Anyway, let's pick all this up whenever we have that meeting.

(PS: since you mention it - if you don't already know, torchdiffeq now supports grid_points and eps options that makes doing piecewise-constant depth-varying parameters efficient as part of a single solve.)

johnp-4dvanalytics commented 3 years ago

@patrick-kidger @ChrisRackauckas

On the flip side - and I've not experimented with this at all - unlike JAX, I think PyTorch supports task-based parallelism via >torch.jit.fork, and I've pondered using that to have each batch element use a dedicated solver (rather than the current approach >of having everything make integration steps at the pace of the slowest). Do you know if DifferentialEquations.jl does anything >similar?
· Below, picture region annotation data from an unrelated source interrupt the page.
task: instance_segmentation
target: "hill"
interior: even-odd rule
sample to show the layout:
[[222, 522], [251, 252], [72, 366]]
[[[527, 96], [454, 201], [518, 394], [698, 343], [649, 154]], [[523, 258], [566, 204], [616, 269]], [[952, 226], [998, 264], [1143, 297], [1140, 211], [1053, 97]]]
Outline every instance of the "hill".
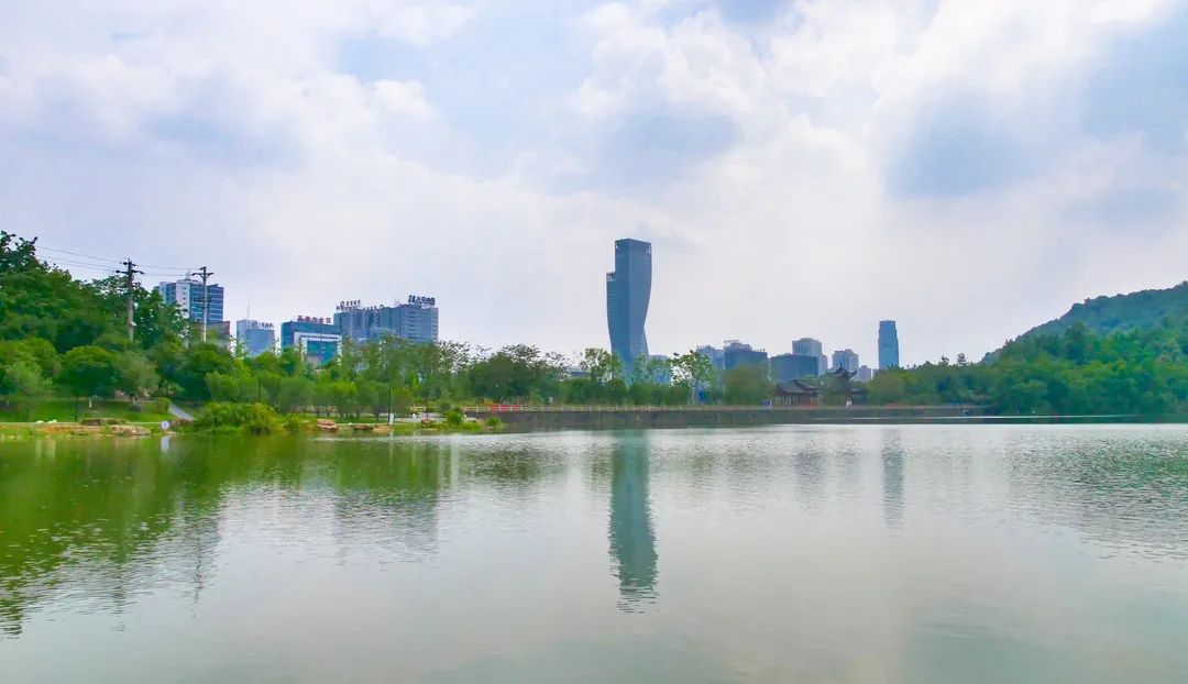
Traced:
[[1094, 297], [1074, 304], [1068, 314], [1037, 325], [1019, 340], [1041, 335], [1062, 335], [1076, 323], [1083, 323], [1098, 335], [1145, 330], [1167, 317], [1188, 315], [1188, 280], [1167, 290], [1142, 290], [1130, 294]]

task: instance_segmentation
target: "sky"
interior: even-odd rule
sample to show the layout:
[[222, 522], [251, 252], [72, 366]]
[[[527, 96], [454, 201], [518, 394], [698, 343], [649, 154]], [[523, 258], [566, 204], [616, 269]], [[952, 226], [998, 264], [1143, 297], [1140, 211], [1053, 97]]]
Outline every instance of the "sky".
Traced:
[[[227, 317], [969, 357], [1188, 278], [1188, 4], [0, 0], [0, 227]], [[43, 252], [49, 256], [49, 252]]]

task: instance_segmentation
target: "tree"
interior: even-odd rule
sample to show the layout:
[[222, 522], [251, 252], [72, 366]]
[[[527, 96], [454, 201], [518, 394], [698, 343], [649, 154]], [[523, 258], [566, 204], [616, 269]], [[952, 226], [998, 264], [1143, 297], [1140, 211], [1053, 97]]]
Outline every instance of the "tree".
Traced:
[[748, 363], [731, 368], [722, 374], [726, 386], [726, 403], [735, 406], [754, 406], [771, 399], [773, 390], [767, 367]]
[[62, 356], [58, 385], [75, 397], [109, 397], [118, 376], [114, 354], [101, 347], [75, 347]]
[[577, 363], [595, 385], [606, 385], [614, 378], [623, 378], [623, 359], [611, 354], [606, 349], [590, 347], [582, 352], [582, 359]]
[[292, 413], [310, 405], [314, 397], [314, 382], [301, 375], [279, 378], [274, 397], [280, 411]]
[[904, 380], [906, 374], [905, 370], [901, 370], [899, 368], [880, 370], [866, 384], [870, 403], [902, 404], [908, 394], [908, 384]]
[[30, 418], [37, 401], [50, 393], [50, 381], [42, 378], [40, 369], [29, 361], [14, 361], [0, 368], [0, 387], [11, 404], [29, 411]]
[[184, 398], [204, 401], [210, 399], [207, 375], [210, 373], [229, 375], [235, 370], [235, 359], [226, 349], [215, 344], [192, 344], [178, 369], [177, 384]]
[[152, 361], [140, 352], [119, 354], [115, 357], [115, 388], [131, 397], [133, 401], [137, 397], [151, 392], [160, 382]]
[[718, 379], [713, 362], [696, 349], [672, 355], [672, 381], [684, 385], [689, 392], [689, 404], [696, 403], [697, 391], [710, 387]]

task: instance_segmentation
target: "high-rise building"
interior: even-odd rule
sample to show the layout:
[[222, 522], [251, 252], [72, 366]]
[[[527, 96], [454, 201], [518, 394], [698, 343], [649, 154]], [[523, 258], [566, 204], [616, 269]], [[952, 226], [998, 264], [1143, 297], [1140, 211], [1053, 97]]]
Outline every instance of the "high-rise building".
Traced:
[[706, 344], [704, 347], [697, 347], [697, 354], [709, 359], [709, 365], [718, 370], [726, 369], [726, 353], [721, 349]]
[[725, 357], [725, 368], [727, 370], [738, 368], [739, 366], [767, 365], [766, 352], [763, 349], [754, 349], [750, 344], [745, 344], [738, 340], [726, 341], [726, 347], [722, 349], [722, 356]]
[[606, 323], [611, 353], [623, 360], [630, 378], [640, 354], [647, 355], [647, 304], [652, 297], [652, 245], [642, 240], [614, 241], [614, 271], [606, 274]]
[[817, 375], [824, 375], [829, 369], [829, 359], [824, 355], [824, 347], [820, 340], [813, 337], [801, 337], [792, 342], [792, 354], [797, 356], [815, 356], [817, 360]]
[[[194, 278], [182, 278], [175, 283], [160, 283], [157, 291], [166, 304], [177, 304], [182, 310], [182, 316], [202, 323], [202, 314], [206, 309], [202, 294], [202, 280]], [[223, 289], [214, 283], [207, 284], [207, 296], [210, 298], [209, 323], [222, 322]]]
[[858, 373], [858, 354], [853, 349], [838, 349], [833, 353], [833, 369], [845, 368], [846, 373]]
[[280, 348], [296, 347], [310, 363], [322, 365], [339, 354], [342, 335], [330, 318], [298, 316], [280, 324]]
[[899, 367], [899, 332], [895, 321], [879, 321], [879, 370]]
[[820, 340], [801, 337], [800, 340], [792, 342], [792, 354], [796, 354], [797, 356], [820, 356], [821, 354], [824, 354], [824, 348], [821, 346]]
[[272, 352], [277, 347], [277, 330], [272, 323], [251, 318], [240, 318], [235, 322], [235, 338], [239, 340], [244, 353], [253, 357]]
[[438, 336], [437, 299], [410, 296], [396, 306], [361, 306], [359, 300], [342, 302], [334, 324], [343, 337], [364, 342], [384, 335], [396, 335], [412, 342], [436, 342]]
[[771, 379], [776, 382], [791, 382], [820, 374], [820, 356], [777, 354], [771, 357]]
I think https://github.com/SciML/DiffEqGPU.jl has a dedicated solver for each thread, although I'm not sure. I believe that they are still working on getting the autodiff working for it though: https://github.com/SciML/DiffEqGPU.jl/pull/72

Btw I have been trying to do an implementation of the torchcde method in DiffEqFlux: https://github.com/SciML/DiffEqFlux.jl/issues/408

I was able to get a bit of a speedup (~5.5x) over the PyTorch version by using DiffEqFlux, but I think the main way to get any other major speedups would be having the dedicated solvers for each thread.

ChrisRackauckas commented 3 years ago

https://diffeqflux.sciml.ai/dev/examples/optimization_sde/ is a tutorial that demonstrates task-based parallelism on SDEs. You can run that on a cluster too just by adding EnsembleDistributed: it's quite fun. It's just using https://diffeq.sciml.ai/stable/features/ensemble/ . All of the derivative options work out except EnsembleGPU + adjoints, which as mentioned by @johnp-4dvanalytics which is SciML/DiffEqGPU.jl#72 in that it needs a special adjoint because the "tasks" on a GPU aren't cleanly separated (i.e. we're composing the differential equations together for the user, and the adjoint fails in the "split back apart" code right now...). But EnsembleGPU allows for process-parallelism as well, so that'll be what supports multi-GPU on a cluster for 50,000 trajectories at once at different points (or whatever you want of course).

Note that with the task-based parallelism you can assign a GPU per thread, and it should "just work". https://juliagpu.gitlab.io/CUDA.jl/usage/multigpu/ describes how to do that, so you could use EnsembleThreads + have each thread have a separate GPU to locally do GPU-per-ODE training (instead of GPU ensembling), which I think is more appropriate for the CDE. I haven't tried it, but it should work and would be a cool tutorial demo.

Also while I'm here, there's been a lot of movement in the interop areas. GPU support now works on R through ModelingToolkit being used as a JIT: https://www.stochasticlifestyle.com/gpu-accelerated-ode-solving-in-r-with-julia-the-language-of-libraries/, and that means adjoints should work. Someone should test adjoints through MTK-complied R code. That almost means neural ODEs in R can be trained with Julia directly without writing any Julia code... but... MTK currently scalarizes operations (because of it's link to Modelica symbolic compiler systems) but that's an issue we're going to overcome by November (linked to a closed project that will require it). So... neural ODEs in R are almost done. And the R version will automatically install Julia in the background too: https://github.com/Non-Contradiction/JuliaCall/pull/135 . So R should have very good SciML support hopefully by November.

The reason why we did R first was ModelingToolkit on Python hit a few issues, which the devs are going to help me solve. Then we should be able to do similar demos from Python as well, with similar limitations, but supporting something as straightforwardly defined as a neural ODE should be fine (once non-scalarizing support is completed).